Click for supported configuration options and their default values

out_dir: str = "out"  # the path to the directory containing the trained model
start: str = "\n"  # the prompt; can also specify a file, use as: "FILE:prompt.txt"
num_samples: int = 2  # number of samples to draw
max_new_tokens: int = 3000  # number of tokens generated in each sample
temperature: float = 0.8  # 1.0 = no change, < 1.0 = less random, > 1.0 = more random, in predictions
top_k: int = 10  # retain only the top_k most likely tokens, clamp others to have 0 probability
seed: int = 1337
device: str = "cuda"  # examples: 'cpu', 'cuda', 'cuda:0', 'cuda:1', etc.
dtype: str = "bfloat16"  # 'float32' or 'bfloat16' or 'float16'
compile: bool = False  # use PyTorch 2.0 to compile the model to be faster
target: str = "console"  # where the generated content will be sent; can also be 'file'

For example:

python bin/sample.py \
out_dir=out/my_model \
start=FILE:my_prompt.txt \
num_samples=2 \
top_k=10 \
max_new_tokens=3000 \
device=cuda

In the above example, the trained model checkpoint file exists in the out/my_model directory. The prompt is in a file located at my_prompt.txt. Alternatively, we could also have placed the configuration options in a .yaml file, as we did for training, and specified its path using the --config command line option.
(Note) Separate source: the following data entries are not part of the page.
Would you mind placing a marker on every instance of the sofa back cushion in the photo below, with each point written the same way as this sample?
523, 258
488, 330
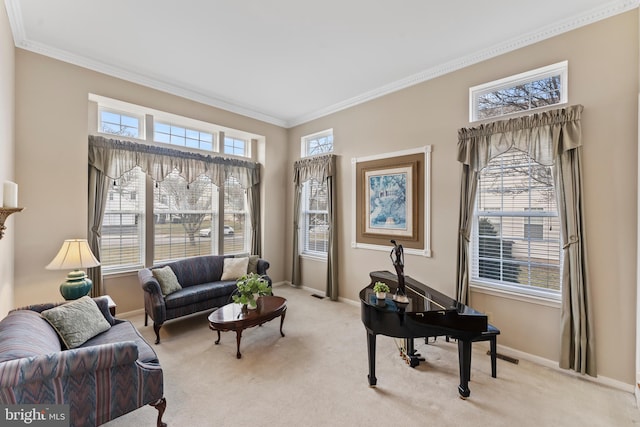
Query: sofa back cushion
24, 333
197, 270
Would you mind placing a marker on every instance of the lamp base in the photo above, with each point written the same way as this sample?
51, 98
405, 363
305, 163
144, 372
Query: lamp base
76, 286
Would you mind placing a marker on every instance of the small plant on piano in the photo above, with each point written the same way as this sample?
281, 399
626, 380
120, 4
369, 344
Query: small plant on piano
381, 289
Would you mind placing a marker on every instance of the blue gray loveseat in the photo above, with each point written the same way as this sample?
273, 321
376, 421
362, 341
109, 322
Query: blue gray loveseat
201, 287
110, 374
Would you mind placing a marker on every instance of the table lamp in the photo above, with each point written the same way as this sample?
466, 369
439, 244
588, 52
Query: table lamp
74, 255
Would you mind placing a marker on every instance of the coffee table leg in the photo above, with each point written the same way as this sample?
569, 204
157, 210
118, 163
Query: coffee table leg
281, 322
238, 337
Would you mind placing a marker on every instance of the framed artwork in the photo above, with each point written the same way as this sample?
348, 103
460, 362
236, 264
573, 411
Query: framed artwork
391, 201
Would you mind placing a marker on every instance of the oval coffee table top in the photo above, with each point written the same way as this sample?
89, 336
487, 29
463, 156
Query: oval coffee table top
231, 315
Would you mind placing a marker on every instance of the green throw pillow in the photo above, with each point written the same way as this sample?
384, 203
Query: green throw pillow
167, 279
253, 262
234, 268
77, 321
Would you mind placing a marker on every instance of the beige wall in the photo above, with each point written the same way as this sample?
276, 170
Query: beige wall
7, 110
603, 76
51, 169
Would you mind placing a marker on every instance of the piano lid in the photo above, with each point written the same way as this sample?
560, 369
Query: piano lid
421, 297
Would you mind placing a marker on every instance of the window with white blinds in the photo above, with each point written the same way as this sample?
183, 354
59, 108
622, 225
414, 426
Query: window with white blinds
236, 222
121, 244
315, 217
516, 231
183, 217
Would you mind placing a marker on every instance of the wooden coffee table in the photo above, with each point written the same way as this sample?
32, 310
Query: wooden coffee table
232, 318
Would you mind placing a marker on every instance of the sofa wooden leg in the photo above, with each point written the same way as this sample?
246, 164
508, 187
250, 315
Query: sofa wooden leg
156, 329
160, 405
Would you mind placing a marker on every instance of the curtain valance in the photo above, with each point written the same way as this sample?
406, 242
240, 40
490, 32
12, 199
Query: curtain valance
318, 168
115, 157
537, 135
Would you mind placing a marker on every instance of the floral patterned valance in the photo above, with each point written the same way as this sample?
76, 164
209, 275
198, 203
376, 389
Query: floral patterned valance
115, 157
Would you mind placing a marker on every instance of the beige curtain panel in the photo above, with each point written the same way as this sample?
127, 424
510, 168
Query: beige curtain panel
552, 138
322, 169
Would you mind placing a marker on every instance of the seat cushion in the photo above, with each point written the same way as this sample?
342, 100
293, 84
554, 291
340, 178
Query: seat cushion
197, 293
124, 330
24, 333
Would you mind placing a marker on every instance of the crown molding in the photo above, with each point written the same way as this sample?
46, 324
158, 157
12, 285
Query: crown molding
597, 14
607, 10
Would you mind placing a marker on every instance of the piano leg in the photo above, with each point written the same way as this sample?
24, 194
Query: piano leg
371, 344
464, 358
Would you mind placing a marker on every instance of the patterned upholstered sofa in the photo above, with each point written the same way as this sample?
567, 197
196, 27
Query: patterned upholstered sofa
201, 287
109, 375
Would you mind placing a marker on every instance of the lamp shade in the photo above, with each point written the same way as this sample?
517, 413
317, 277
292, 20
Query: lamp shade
74, 254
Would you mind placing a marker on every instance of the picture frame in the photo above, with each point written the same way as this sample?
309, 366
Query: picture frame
392, 201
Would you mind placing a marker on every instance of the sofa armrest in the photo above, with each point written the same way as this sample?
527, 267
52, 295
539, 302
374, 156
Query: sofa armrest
42, 369
148, 282
99, 383
263, 266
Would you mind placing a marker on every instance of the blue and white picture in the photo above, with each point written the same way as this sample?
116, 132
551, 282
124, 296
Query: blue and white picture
389, 201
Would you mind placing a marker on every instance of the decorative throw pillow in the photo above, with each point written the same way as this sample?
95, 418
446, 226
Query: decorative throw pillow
77, 321
253, 264
234, 268
167, 279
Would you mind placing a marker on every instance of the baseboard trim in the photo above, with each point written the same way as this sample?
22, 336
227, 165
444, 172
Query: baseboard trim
552, 364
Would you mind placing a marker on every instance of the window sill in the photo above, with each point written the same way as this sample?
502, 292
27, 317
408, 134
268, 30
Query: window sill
532, 296
126, 271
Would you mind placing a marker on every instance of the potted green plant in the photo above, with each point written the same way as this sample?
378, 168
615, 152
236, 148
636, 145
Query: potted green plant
250, 287
381, 289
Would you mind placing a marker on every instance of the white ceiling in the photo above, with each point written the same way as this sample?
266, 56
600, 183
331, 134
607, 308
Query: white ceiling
289, 61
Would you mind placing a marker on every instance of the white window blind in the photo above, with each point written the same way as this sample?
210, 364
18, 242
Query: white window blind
121, 244
236, 224
181, 214
516, 234
315, 220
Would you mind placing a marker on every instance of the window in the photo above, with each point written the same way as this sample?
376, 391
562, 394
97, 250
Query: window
523, 92
516, 234
183, 221
235, 146
118, 123
182, 215
314, 221
122, 241
176, 135
235, 227
318, 143
315, 217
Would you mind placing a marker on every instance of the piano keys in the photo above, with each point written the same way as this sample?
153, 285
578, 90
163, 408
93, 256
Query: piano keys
428, 313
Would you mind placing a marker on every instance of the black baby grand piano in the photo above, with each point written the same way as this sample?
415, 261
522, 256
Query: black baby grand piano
428, 313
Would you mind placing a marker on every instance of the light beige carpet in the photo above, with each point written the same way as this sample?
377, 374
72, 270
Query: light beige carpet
317, 376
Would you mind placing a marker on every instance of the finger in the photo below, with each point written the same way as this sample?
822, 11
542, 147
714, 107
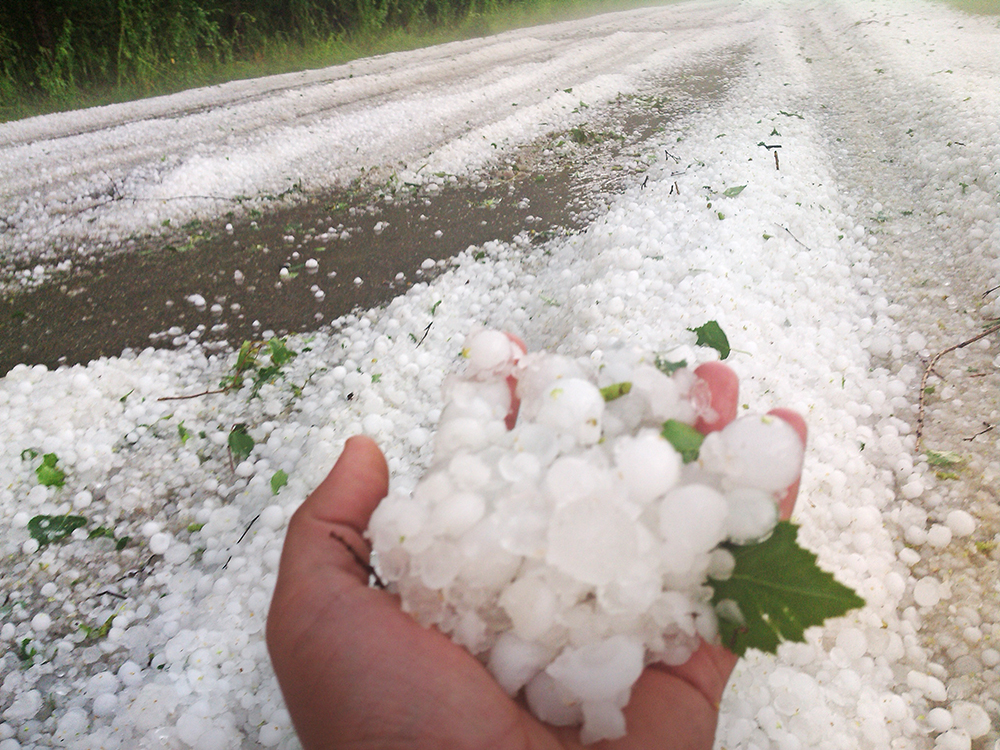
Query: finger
353, 488
787, 502
328, 528
724, 391
515, 403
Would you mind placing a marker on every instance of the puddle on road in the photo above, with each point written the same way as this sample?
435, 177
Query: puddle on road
380, 235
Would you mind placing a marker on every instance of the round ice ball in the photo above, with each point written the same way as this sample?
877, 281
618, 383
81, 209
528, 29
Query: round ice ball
693, 520
602, 671
592, 540
752, 516
648, 465
572, 406
971, 717
489, 353
755, 451
513, 661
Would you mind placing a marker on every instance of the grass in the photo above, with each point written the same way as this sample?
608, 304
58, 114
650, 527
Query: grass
280, 54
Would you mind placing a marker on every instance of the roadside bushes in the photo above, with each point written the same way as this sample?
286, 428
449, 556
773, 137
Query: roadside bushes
55, 54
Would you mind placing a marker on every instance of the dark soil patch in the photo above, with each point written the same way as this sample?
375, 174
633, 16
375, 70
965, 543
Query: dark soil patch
381, 235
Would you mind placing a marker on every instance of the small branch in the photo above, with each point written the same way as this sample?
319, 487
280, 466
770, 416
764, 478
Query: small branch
247, 529
426, 331
109, 593
930, 367
981, 432
790, 231
379, 583
192, 395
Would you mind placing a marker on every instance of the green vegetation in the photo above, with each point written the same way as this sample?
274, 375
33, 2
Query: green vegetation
775, 592
79, 53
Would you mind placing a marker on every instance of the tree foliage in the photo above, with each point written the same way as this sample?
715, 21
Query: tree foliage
55, 49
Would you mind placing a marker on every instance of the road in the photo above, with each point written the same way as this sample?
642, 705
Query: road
830, 196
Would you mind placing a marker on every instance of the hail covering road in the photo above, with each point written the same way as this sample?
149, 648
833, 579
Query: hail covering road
837, 276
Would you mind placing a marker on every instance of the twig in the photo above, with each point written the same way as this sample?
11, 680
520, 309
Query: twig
247, 528
981, 432
930, 366
192, 395
426, 331
372, 573
792, 235
109, 593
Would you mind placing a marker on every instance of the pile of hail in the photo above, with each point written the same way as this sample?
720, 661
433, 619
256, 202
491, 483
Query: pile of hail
572, 521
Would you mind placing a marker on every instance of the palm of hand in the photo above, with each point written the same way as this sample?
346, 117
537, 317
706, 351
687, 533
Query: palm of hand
357, 671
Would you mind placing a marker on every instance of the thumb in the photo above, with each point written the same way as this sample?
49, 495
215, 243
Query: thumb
328, 528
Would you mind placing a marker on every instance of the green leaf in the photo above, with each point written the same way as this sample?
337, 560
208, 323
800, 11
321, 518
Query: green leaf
615, 390
48, 529
685, 439
945, 458
280, 354
278, 480
776, 591
711, 335
240, 443
667, 367
47, 472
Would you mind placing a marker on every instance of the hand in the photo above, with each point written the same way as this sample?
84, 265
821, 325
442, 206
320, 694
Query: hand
358, 672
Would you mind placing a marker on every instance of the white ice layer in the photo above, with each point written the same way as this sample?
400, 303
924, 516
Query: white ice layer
183, 664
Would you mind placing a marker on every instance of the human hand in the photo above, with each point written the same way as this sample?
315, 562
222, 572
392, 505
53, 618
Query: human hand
357, 671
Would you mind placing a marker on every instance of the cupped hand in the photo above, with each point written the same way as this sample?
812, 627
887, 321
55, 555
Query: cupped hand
356, 671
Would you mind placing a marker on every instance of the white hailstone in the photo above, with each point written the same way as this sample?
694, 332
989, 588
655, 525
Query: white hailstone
462, 511
953, 739
573, 407
939, 719
130, 674
41, 622
927, 592
579, 526
939, 536
571, 479
763, 452
971, 718
159, 543
753, 515
489, 353
852, 642
591, 541
659, 391
513, 661
105, 704
960, 523
551, 702
692, 522
600, 672
531, 606
648, 465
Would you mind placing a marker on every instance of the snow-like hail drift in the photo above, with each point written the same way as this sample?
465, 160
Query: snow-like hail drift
575, 548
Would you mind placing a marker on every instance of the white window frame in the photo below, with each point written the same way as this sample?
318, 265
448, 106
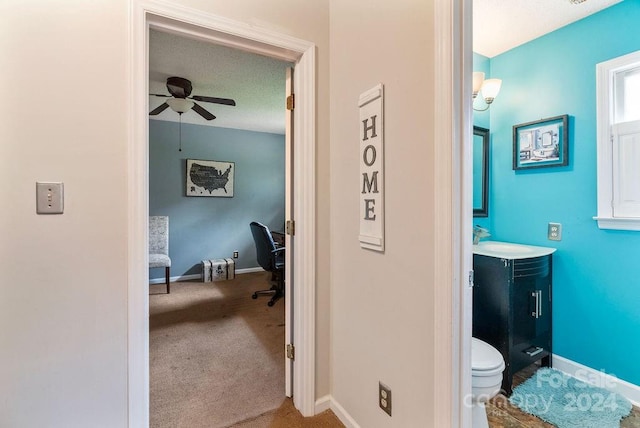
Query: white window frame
605, 75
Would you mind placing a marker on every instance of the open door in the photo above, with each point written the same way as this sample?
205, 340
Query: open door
289, 237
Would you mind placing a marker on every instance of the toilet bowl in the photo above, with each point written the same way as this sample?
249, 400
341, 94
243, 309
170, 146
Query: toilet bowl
487, 366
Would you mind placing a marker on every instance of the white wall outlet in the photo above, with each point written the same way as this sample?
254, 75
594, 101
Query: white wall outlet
384, 397
49, 198
554, 232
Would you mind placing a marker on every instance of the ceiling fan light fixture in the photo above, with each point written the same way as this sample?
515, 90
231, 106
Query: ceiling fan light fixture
180, 105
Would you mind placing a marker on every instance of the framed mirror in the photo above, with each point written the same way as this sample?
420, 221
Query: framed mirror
480, 172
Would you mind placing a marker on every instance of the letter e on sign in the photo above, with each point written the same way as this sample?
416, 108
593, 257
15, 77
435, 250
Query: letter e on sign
371, 186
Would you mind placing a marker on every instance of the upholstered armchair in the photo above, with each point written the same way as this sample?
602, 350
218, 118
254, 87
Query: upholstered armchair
159, 246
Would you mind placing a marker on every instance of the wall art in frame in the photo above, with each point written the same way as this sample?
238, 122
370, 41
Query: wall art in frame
542, 143
210, 178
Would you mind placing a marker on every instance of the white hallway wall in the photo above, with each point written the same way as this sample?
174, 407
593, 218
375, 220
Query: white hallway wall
63, 292
382, 304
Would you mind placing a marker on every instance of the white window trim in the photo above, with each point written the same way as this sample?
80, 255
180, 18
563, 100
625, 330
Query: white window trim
605, 72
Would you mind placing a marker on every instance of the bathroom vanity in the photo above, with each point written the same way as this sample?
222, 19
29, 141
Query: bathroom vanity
512, 303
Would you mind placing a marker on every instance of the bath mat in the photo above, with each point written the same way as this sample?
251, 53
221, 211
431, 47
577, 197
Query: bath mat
567, 402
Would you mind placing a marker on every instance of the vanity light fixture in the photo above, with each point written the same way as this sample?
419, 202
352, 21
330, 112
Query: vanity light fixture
489, 89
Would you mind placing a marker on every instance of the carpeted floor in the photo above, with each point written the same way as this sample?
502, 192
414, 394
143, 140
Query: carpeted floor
216, 355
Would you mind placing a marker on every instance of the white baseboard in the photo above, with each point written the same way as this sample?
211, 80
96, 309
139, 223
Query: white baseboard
322, 404
249, 270
327, 402
175, 278
198, 276
598, 378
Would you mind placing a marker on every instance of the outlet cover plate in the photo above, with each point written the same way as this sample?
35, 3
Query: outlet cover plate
384, 397
554, 232
49, 198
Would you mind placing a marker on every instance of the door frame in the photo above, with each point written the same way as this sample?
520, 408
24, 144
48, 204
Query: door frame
201, 25
453, 212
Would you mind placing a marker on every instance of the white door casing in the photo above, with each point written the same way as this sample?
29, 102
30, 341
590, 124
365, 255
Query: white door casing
289, 238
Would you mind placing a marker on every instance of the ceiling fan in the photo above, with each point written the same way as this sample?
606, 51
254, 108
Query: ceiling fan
180, 100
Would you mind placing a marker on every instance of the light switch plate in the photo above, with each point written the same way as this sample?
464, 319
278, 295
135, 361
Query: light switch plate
554, 232
49, 198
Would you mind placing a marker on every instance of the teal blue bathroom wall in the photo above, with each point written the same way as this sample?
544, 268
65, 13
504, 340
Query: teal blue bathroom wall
596, 294
213, 227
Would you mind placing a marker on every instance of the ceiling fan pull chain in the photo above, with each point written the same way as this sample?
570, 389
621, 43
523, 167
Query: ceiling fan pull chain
180, 131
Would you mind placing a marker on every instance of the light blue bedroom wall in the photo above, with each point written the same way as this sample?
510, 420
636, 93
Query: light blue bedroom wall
596, 294
213, 227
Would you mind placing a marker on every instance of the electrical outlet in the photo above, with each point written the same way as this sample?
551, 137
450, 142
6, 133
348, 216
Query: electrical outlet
49, 198
554, 232
384, 397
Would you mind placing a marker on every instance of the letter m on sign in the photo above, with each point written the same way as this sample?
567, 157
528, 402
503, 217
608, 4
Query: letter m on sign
371, 128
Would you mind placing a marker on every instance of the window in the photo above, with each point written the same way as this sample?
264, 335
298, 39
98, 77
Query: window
618, 92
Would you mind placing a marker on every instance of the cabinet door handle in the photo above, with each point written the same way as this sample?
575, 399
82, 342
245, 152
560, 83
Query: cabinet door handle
538, 303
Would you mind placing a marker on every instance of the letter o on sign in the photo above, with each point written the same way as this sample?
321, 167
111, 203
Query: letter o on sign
372, 150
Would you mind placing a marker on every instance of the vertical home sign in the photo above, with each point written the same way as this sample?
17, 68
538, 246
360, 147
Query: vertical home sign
371, 188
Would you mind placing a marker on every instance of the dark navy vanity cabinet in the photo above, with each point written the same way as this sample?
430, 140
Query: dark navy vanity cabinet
512, 309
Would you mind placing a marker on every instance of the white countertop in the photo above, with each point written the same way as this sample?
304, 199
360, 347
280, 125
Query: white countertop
509, 250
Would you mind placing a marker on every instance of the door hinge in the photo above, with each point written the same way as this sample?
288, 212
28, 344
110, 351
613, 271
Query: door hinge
291, 351
291, 227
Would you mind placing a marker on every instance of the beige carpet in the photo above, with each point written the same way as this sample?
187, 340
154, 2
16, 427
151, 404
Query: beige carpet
216, 356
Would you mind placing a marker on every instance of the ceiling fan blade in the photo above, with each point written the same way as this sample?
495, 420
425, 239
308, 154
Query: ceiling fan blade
202, 112
225, 101
159, 109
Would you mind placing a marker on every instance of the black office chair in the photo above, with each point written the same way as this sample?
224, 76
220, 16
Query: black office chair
271, 259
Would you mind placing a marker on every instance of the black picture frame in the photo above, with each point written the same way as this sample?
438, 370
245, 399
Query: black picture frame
542, 143
210, 178
480, 171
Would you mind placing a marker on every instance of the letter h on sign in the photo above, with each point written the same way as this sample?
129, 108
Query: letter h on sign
371, 169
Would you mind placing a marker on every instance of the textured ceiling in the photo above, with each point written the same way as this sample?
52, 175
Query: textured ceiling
500, 25
255, 82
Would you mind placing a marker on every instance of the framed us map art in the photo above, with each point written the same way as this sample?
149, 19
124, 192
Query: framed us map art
210, 178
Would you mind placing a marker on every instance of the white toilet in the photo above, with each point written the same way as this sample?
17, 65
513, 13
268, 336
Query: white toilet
487, 366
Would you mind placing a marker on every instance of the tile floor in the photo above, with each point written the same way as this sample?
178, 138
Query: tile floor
502, 414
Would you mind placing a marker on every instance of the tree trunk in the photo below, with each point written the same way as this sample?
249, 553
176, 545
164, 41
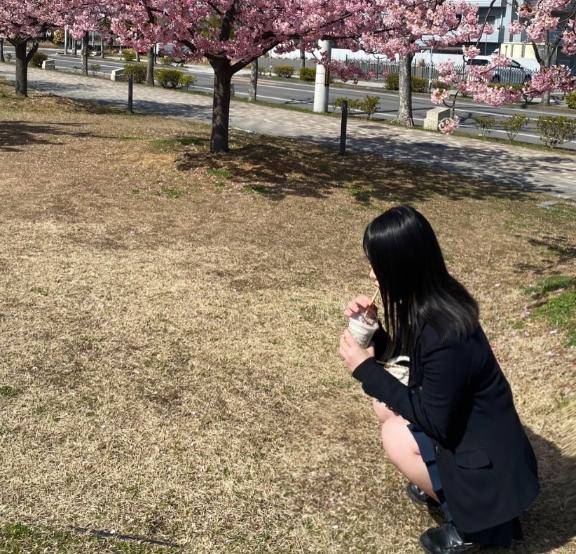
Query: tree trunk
150, 67
254, 81
405, 92
23, 58
85, 44
221, 107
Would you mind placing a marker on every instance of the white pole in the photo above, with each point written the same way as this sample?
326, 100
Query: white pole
322, 88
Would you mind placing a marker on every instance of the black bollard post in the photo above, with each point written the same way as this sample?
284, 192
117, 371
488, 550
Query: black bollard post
131, 94
343, 127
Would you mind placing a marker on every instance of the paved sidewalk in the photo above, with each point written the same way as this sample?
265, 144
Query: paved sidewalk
507, 166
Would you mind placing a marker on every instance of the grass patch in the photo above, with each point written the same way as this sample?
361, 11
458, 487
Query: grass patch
557, 302
9, 392
550, 284
255, 189
172, 192
560, 311
161, 342
17, 538
175, 144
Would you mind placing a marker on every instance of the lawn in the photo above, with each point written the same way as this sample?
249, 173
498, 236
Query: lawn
169, 325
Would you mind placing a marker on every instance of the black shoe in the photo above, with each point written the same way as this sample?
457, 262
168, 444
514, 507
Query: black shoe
445, 540
418, 496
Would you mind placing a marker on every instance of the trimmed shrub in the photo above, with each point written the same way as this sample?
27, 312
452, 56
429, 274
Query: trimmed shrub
419, 84
368, 105
168, 78
514, 124
38, 59
485, 123
307, 74
392, 81
555, 130
187, 81
173, 78
58, 36
440, 84
137, 71
128, 54
284, 71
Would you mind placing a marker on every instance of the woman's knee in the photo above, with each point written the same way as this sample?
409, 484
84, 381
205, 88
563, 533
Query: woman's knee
382, 411
397, 440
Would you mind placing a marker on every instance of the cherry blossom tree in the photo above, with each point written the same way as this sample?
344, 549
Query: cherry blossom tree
23, 23
418, 26
231, 34
538, 21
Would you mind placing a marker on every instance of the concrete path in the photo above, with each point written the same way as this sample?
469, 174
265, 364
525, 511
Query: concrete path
507, 166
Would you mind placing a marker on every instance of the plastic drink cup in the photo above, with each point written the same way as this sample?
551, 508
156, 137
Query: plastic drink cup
362, 329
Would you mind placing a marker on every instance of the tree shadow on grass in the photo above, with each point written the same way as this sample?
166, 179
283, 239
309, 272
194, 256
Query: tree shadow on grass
551, 521
562, 247
15, 135
281, 167
122, 537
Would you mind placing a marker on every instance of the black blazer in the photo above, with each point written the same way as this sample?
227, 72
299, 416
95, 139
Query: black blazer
460, 398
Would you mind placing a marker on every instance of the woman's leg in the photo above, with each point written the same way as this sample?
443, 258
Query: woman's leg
382, 411
402, 450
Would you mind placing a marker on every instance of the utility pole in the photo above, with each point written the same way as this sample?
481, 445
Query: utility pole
322, 86
254, 82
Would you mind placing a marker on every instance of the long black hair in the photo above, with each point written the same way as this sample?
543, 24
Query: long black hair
415, 285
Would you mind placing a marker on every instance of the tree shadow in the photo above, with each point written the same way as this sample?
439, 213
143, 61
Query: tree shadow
122, 537
283, 167
15, 135
551, 521
562, 247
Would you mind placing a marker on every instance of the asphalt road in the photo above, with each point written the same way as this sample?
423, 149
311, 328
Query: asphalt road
300, 94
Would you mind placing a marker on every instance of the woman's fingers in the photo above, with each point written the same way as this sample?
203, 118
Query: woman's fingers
357, 305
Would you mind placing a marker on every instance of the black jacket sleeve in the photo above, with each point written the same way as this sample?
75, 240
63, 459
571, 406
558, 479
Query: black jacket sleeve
434, 405
380, 340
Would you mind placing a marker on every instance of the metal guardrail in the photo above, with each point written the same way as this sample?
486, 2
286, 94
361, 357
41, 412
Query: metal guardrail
380, 68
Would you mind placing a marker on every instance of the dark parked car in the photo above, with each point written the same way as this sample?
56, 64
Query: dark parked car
514, 74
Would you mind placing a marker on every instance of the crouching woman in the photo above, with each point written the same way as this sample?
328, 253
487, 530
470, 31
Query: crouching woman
453, 430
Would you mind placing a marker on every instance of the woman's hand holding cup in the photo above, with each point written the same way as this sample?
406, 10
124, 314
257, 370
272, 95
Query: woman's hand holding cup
359, 305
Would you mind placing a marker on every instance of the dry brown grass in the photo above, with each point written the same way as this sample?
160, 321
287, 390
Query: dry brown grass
169, 322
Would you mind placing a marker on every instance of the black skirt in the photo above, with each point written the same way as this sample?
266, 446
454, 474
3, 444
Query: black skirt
501, 536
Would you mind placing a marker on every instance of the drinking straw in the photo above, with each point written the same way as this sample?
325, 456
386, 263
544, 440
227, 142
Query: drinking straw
370, 305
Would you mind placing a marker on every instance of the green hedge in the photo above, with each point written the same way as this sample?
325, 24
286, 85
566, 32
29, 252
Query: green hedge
368, 104
556, 130
392, 81
137, 71
129, 55
307, 74
38, 59
284, 71
418, 83
173, 78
Instead of specifying a file containing the prompt, we could also have specified the prompt directly:

python bin/sample.py \
out_dir=out/my_model \
start=$'data_Na2Cl2\n' \
num_samples=2 \
top_k=10 \
max_new_tokens=3000 \
device=cuda

Assuming we’re in a bash environment, we use the $'string' syntax for the start argument, since we’d like to specify the \n (new line) character at the end of the prompt.

The generated CIF files are sent to the console by default. Include the target=file argument to save the generated CIF files locally. (Each file will be named sample_1.cif, sample_2.cif, etc.)

! python bin/sample.py \
out_dir=crystallm_v1_small/ \
start=FILE:my_prompt.txt \
num_samples=3 \
top_k=10 \
max_new_tokens=3000 \
device=cuda \
target=file

Visualise the results#

Use ASE to see what our outputs looked like

import ase.io
from ase.visualize import view
from ase.build import make_supercell
import numpy as np

structure = ase.io.read('sample_3.cif')
supercell = 3
print('Formula: ', structure.symbols)
print('Unit cell: ', structure.cell)
view(make_supercell(structure, supercell * np.array([[1, 0, 0], [0, 1, 0], [0, 0, 1]])), viewer='x3d')

Exercises#

Try generating other structures
Try doing sample generation with spacegroup as well as composition
Load one of the other models - e.g. crystallm_carbon_24_small this has been trained only on allotropes of carbon. How good is this at generating a perovskite structure?
Try out the large model - do the results look different to the small model?
You can try to do generation using Monte Carlo Tree Search to choose conditioned next tokens, see the documentation here - in principle this should lead to lower energy genearated structures. See how it affects your generations - you can use the MACE models from previous tutorials to calculate the energy of the generated structures.